Bourdon repeatedly brought up the online check-in tool as an example of a key accomplishment from administrative spending.
“We didn’t have a payer engagement team: engaging with the payers and getting rate increases is just core to a big provider practice, and yet we didn’t,” Bourdon said. “Again, we were so focused on just growth and acquisitions that we just didn’t have those kinds of things.
“And then you get into the tools and investments, like the digital patient check-in tool, that’s a game changer for us. Those were, those were new capabilities that we didn’t have anything and it was just a gap.”
Shifting clinician retention
The key to success and a stubborn problem for the company has been improving the retention rates of its clinicians.
“That’s always going to be the primary growth driver,” Bourdon said of adding new clinicians.
Bourdon acknowledged that previous efforts to increase its retention rate had not succeeded.
“That’s a little bit frustrating for us because we have been making improvements to the value prop with the clinicians, and we haven’t seen it play through yet in improved retention,” Bourdon said. “We still believe that we will see that in the coming years.”
Previous changes meant to address retention include shifting clinician payments from monthly to twice monthly, shifting its equity incentive program to a cash-bonus incentive system and doing more to ensure that clinicians’ calendars are full of patient appointments.
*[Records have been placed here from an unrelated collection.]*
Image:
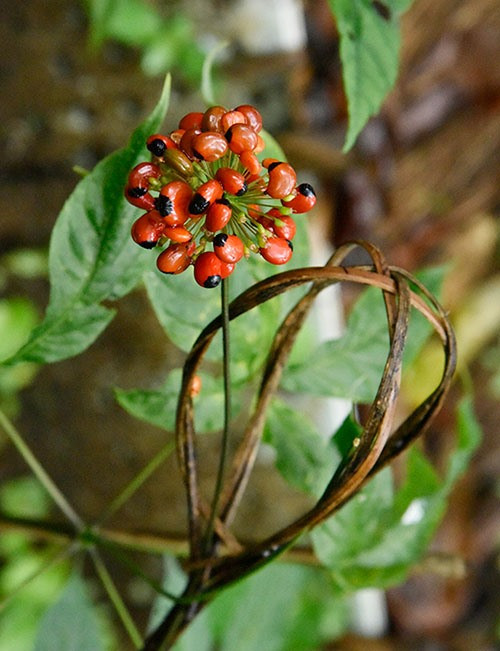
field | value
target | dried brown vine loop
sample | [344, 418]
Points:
[376, 446]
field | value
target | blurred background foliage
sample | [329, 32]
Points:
[421, 182]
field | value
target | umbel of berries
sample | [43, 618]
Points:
[208, 201]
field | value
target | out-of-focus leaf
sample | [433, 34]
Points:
[198, 635]
[351, 366]
[375, 539]
[92, 257]
[158, 407]
[303, 457]
[369, 49]
[71, 624]
[282, 607]
[132, 22]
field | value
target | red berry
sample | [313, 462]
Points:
[218, 215]
[157, 144]
[303, 201]
[277, 250]
[147, 230]
[228, 248]
[191, 121]
[269, 161]
[175, 259]
[209, 146]
[252, 117]
[177, 234]
[241, 138]
[231, 180]
[226, 269]
[140, 198]
[232, 117]
[186, 142]
[212, 119]
[195, 386]
[177, 135]
[261, 145]
[282, 180]
[207, 270]
[173, 202]
[251, 163]
[283, 225]
[178, 161]
[206, 194]
[138, 179]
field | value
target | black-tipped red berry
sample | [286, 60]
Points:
[207, 270]
[164, 205]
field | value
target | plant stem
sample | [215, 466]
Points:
[136, 482]
[226, 367]
[115, 598]
[40, 472]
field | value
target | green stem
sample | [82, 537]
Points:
[40, 472]
[53, 560]
[227, 413]
[116, 599]
[136, 482]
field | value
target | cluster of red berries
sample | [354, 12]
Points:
[206, 187]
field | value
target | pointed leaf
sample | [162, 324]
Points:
[369, 49]
[92, 257]
[158, 407]
[351, 366]
[303, 457]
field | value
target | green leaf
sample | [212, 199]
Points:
[198, 635]
[282, 607]
[351, 366]
[158, 407]
[92, 257]
[71, 623]
[345, 435]
[17, 319]
[369, 50]
[303, 457]
[132, 22]
[469, 437]
[299, 613]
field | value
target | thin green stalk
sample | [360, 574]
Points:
[116, 600]
[40, 472]
[227, 413]
[136, 482]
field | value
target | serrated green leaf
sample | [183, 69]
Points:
[351, 366]
[71, 624]
[303, 457]
[92, 257]
[369, 50]
[158, 407]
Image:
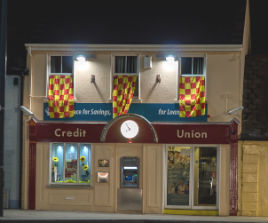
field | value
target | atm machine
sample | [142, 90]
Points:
[129, 195]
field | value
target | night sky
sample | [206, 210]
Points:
[121, 22]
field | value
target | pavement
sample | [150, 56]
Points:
[12, 215]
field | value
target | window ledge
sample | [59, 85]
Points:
[74, 186]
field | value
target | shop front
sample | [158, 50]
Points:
[133, 165]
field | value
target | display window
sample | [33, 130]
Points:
[70, 163]
[192, 177]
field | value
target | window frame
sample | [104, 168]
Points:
[192, 75]
[135, 98]
[191, 205]
[78, 165]
[48, 73]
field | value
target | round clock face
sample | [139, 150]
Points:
[129, 129]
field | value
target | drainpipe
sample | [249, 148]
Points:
[2, 95]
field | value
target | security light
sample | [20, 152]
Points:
[235, 110]
[80, 58]
[170, 58]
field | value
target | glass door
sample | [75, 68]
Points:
[205, 176]
[191, 177]
[178, 175]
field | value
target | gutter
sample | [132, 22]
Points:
[135, 47]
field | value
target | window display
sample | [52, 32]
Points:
[178, 175]
[191, 176]
[70, 163]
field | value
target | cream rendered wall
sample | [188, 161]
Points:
[223, 82]
[223, 86]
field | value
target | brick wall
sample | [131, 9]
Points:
[252, 178]
[255, 98]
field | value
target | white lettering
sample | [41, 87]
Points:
[192, 134]
[76, 133]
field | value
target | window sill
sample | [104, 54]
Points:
[74, 186]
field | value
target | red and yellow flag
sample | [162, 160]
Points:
[123, 90]
[192, 96]
[60, 96]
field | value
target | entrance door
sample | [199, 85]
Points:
[191, 177]
[129, 177]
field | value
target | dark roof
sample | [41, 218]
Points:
[116, 22]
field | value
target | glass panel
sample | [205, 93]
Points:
[186, 65]
[71, 163]
[55, 66]
[136, 92]
[178, 175]
[131, 64]
[85, 163]
[120, 62]
[205, 180]
[67, 64]
[198, 65]
[57, 163]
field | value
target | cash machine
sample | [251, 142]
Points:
[130, 193]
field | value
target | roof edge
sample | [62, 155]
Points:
[134, 47]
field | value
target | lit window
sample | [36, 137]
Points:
[192, 66]
[127, 65]
[70, 163]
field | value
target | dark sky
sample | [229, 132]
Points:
[121, 22]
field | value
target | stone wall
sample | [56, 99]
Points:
[255, 113]
[252, 178]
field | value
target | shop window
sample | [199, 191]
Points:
[70, 163]
[191, 177]
[127, 66]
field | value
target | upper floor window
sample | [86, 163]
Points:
[193, 66]
[127, 66]
[61, 64]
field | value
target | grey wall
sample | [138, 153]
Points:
[12, 147]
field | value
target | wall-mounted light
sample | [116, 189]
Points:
[80, 58]
[158, 78]
[231, 111]
[170, 58]
[92, 79]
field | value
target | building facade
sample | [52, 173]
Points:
[152, 154]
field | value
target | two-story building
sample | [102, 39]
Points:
[149, 128]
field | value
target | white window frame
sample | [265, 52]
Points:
[128, 74]
[78, 166]
[191, 205]
[192, 75]
[50, 73]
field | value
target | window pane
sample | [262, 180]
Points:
[120, 62]
[178, 175]
[131, 64]
[205, 172]
[55, 66]
[85, 163]
[57, 163]
[198, 65]
[136, 92]
[71, 163]
[67, 64]
[186, 65]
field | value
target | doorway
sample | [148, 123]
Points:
[192, 177]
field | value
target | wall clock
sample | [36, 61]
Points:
[129, 129]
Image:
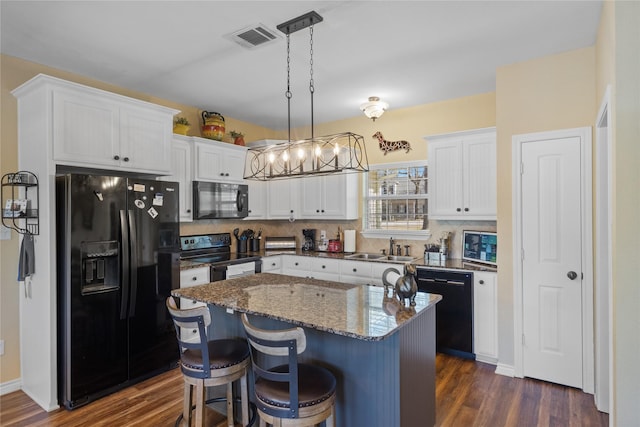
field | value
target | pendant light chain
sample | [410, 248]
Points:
[288, 93]
[326, 155]
[311, 85]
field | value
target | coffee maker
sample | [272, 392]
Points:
[309, 240]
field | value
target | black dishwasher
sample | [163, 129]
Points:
[454, 314]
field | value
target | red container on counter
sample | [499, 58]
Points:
[335, 246]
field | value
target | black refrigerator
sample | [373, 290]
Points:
[118, 244]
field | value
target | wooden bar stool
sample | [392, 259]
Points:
[209, 363]
[292, 394]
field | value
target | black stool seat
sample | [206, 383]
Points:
[222, 354]
[315, 385]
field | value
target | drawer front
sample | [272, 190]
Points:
[356, 269]
[272, 263]
[194, 276]
[186, 304]
[325, 266]
[296, 263]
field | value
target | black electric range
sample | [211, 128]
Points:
[215, 249]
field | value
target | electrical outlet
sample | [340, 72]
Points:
[5, 233]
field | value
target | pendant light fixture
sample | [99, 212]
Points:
[306, 157]
[374, 108]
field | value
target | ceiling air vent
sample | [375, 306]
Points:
[253, 36]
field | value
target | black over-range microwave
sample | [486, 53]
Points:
[214, 200]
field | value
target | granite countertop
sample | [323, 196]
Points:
[356, 311]
[449, 264]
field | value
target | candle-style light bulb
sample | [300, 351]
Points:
[272, 158]
[285, 158]
[301, 159]
[318, 152]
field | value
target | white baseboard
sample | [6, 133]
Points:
[506, 370]
[486, 359]
[10, 386]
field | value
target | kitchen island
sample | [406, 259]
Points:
[382, 353]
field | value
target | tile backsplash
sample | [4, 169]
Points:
[286, 228]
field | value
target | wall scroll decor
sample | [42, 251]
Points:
[387, 146]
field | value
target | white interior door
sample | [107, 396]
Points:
[552, 260]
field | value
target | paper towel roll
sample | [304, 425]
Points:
[349, 241]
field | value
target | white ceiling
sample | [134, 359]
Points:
[406, 52]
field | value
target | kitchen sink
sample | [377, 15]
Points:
[365, 256]
[399, 258]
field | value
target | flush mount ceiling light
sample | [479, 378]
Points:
[374, 108]
[343, 152]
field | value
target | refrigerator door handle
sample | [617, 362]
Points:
[124, 258]
[133, 262]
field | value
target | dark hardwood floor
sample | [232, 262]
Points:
[468, 393]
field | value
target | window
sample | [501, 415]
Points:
[396, 200]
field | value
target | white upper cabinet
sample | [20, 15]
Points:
[330, 196]
[257, 199]
[218, 161]
[282, 199]
[462, 175]
[182, 172]
[97, 129]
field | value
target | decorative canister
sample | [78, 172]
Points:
[213, 125]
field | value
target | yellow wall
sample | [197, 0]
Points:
[554, 92]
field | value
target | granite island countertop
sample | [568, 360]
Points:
[357, 311]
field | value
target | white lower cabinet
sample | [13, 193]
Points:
[355, 272]
[294, 265]
[188, 278]
[272, 264]
[485, 316]
[325, 269]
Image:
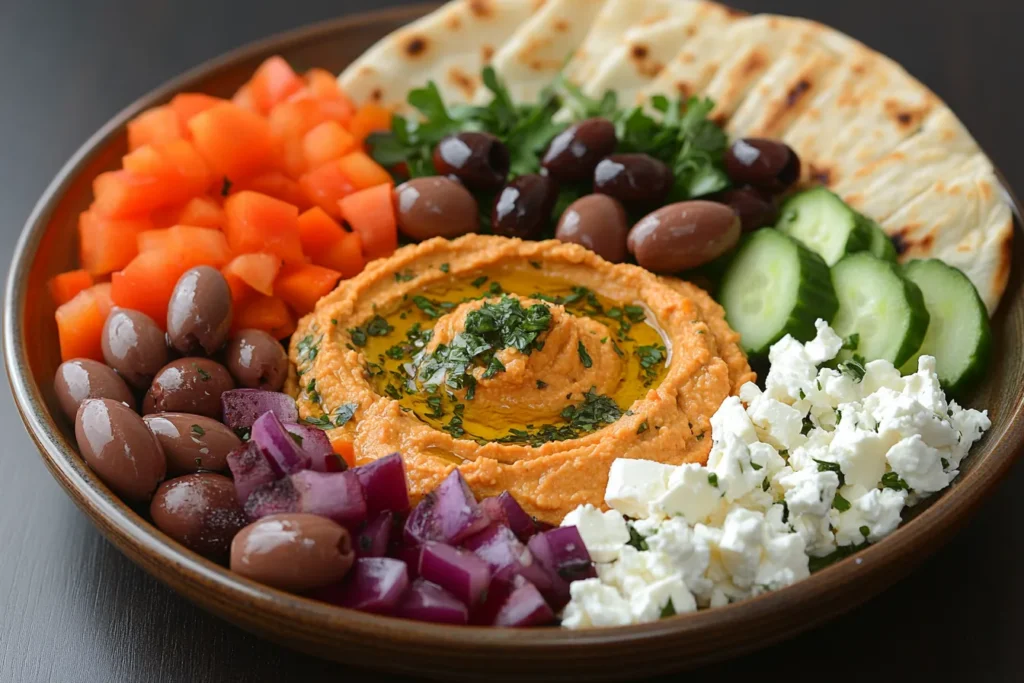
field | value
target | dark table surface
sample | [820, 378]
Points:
[72, 608]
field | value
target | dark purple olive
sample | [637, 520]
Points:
[683, 236]
[523, 207]
[756, 208]
[201, 512]
[192, 442]
[134, 346]
[188, 385]
[434, 207]
[120, 449]
[199, 315]
[572, 154]
[767, 165]
[480, 161]
[599, 223]
[293, 552]
[79, 379]
[256, 360]
[633, 178]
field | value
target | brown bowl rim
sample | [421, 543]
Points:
[921, 535]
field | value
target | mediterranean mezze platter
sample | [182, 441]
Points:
[464, 334]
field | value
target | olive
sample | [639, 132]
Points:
[572, 154]
[200, 511]
[199, 314]
[683, 236]
[480, 161]
[133, 345]
[79, 379]
[435, 207]
[120, 450]
[293, 551]
[756, 208]
[599, 223]
[192, 442]
[256, 360]
[768, 165]
[523, 207]
[188, 385]
[633, 178]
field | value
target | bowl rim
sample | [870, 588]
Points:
[911, 542]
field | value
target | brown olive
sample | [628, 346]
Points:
[193, 442]
[683, 236]
[768, 165]
[599, 223]
[572, 154]
[523, 207]
[480, 161]
[79, 379]
[633, 178]
[200, 511]
[256, 360]
[134, 346]
[116, 443]
[188, 385]
[435, 207]
[199, 315]
[293, 552]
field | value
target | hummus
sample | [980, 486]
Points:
[529, 366]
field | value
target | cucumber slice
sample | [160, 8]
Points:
[883, 308]
[960, 335]
[824, 224]
[774, 286]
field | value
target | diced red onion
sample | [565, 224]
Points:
[428, 602]
[384, 481]
[243, 407]
[459, 571]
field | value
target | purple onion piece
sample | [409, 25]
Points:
[428, 602]
[243, 407]
[384, 481]
[459, 571]
[278, 445]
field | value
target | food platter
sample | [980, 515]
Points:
[32, 356]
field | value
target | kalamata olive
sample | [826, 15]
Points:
[200, 511]
[133, 345]
[79, 379]
[683, 236]
[599, 223]
[192, 442]
[572, 154]
[768, 165]
[293, 552]
[188, 385]
[256, 360]
[523, 207]
[755, 207]
[480, 161]
[199, 315]
[633, 178]
[116, 443]
[435, 207]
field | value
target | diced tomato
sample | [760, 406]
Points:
[66, 286]
[257, 270]
[236, 142]
[371, 213]
[302, 285]
[260, 223]
[159, 124]
[272, 83]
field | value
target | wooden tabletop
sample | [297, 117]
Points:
[73, 609]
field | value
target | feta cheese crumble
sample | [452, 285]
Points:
[822, 459]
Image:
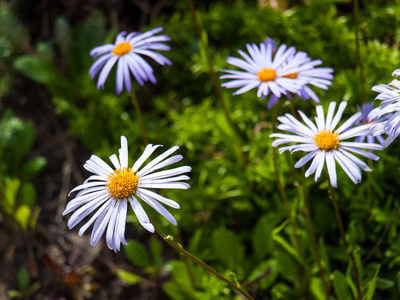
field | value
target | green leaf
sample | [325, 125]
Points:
[262, 240]
[228, 248]
[137, 253]
[156, 249]
[10, 193]
[371, 284]
[288, 267]
[341, 287]
[128, 277]
[383, 284]
[23, 279]
[42, 71]
[33, 167]
[22, 215]
[317, 288]
[14, 294]
[28, 194]
[181, 287]
[267, 271]
[283, 291]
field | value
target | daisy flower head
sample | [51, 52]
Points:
[263, 69]
[365, 110]
[387, 115]
[108, 192]
[326, 145]
[128, 50]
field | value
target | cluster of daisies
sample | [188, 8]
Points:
[274, 71]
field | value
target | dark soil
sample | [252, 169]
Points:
[63, 264]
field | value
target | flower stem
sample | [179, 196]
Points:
[358, 52]
[312, 234]
[186, 253]
[343, 236]
[214, 80]
[283, 193]
[139, 113]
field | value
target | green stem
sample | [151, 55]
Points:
[312, 235]
[216, 86]
[186, 253]
[139, 113]
[283, 193]
[210, 65]
[343, 236]
[358, 52]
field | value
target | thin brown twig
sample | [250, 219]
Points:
[186, 253]
[345, 243]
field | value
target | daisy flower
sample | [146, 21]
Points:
[365, 111]
[303, 68]
[325, 144]
[109, 190]
[127, 51]
[263, 69]
[387, 115]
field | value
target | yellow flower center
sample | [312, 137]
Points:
[122, 183]
[327, 140]
[122, 48]
[291, 75]
[266, 75]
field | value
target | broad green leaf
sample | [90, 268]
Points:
[317, 288]
[129, 277]
[42, 71]
[182, 287]
[137, 253]
[383, 284]
[228, 248]
[288, 267]
[14, 294]
[175, 291]
[283, 291]
[341, 287]
[267, 271]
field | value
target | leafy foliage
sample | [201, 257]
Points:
[233, 216]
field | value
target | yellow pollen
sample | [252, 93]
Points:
[291, 75]
[327, 140]
[122, 48]
[266, 75]
[122, 183]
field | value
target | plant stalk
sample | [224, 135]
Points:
[186, 253]
[312, 235]
[282, 191]
[214, 80]
[139, 113]
[358, 51]
[343, 236]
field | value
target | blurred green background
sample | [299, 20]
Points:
[52, 118]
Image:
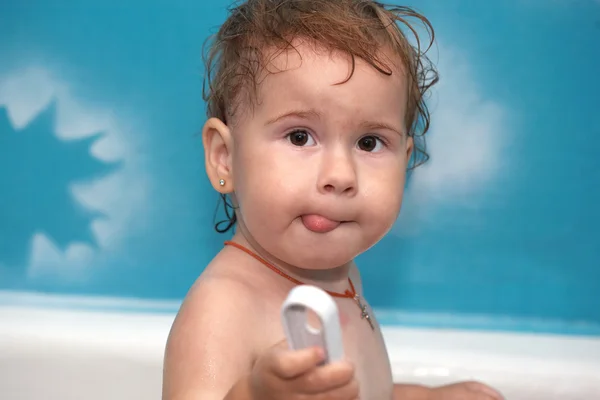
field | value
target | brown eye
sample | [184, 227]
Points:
[368, 143]
[299, 138]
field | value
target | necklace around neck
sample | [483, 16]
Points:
[349, 293]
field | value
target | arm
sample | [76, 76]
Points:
[209, 349]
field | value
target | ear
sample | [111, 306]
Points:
[218, 146]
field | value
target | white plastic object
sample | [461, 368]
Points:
[297, 329]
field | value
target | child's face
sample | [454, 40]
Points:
[317, 155]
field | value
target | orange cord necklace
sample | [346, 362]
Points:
[349, 293]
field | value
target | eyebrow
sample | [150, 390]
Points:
[368, 125]
[314, 114]
[303, 114]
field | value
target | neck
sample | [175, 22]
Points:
[333, 279]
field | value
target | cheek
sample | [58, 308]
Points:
[384, 192]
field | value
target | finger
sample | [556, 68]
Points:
[288, 364]
[328, 377]
[350, 391]
[480, 387]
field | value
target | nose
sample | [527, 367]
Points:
[337, 174]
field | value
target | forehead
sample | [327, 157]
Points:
[310, 76]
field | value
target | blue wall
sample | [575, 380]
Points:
[102, 188]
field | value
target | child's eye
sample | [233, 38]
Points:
[370, 143]
[300, 138]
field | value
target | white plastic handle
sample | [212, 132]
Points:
[295, 322]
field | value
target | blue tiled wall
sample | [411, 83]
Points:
[102, 188]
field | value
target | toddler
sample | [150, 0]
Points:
[316, 111]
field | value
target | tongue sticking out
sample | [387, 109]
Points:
[318, 223]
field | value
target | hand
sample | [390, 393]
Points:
[465, 391]
[283, 374]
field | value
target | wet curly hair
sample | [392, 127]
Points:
[236, 56]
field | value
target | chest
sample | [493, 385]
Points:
[363, 345]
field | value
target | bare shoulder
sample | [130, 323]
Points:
[212, 341]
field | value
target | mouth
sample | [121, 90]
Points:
[319, 224]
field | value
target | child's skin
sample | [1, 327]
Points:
[345, 162]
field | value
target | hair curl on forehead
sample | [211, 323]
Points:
[237, 55]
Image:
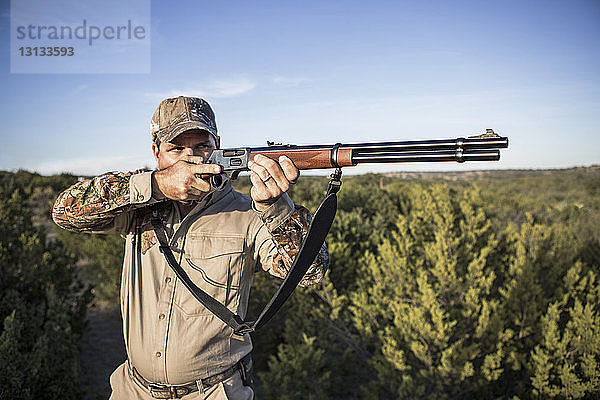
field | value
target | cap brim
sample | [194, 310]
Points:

While LifeStance Health hires clinicians as staff, they pay them via a revenue share from each session, which matches the fee-for-service dynamic many therapists face in the outpatient mental health space. However, they don’t get paid their wages or productivity incentives unless they see patients.
How LifeStance Health has handled its payer compensation and new-clinician-ramp-up processes has previously landed the company in troubled legal waters. The provider retention issue is also a key for critics of the company’s business model.
Bourdon said he feels the company succeeds in attracting new clinicians. Its three profiles for likely new clinicians are early-career therapists, clinicians who have been in practice but have contractor engagements with practices but want benefits and stability, and staff therapists who want more flexibility in terms of scheduling and use of telehealth.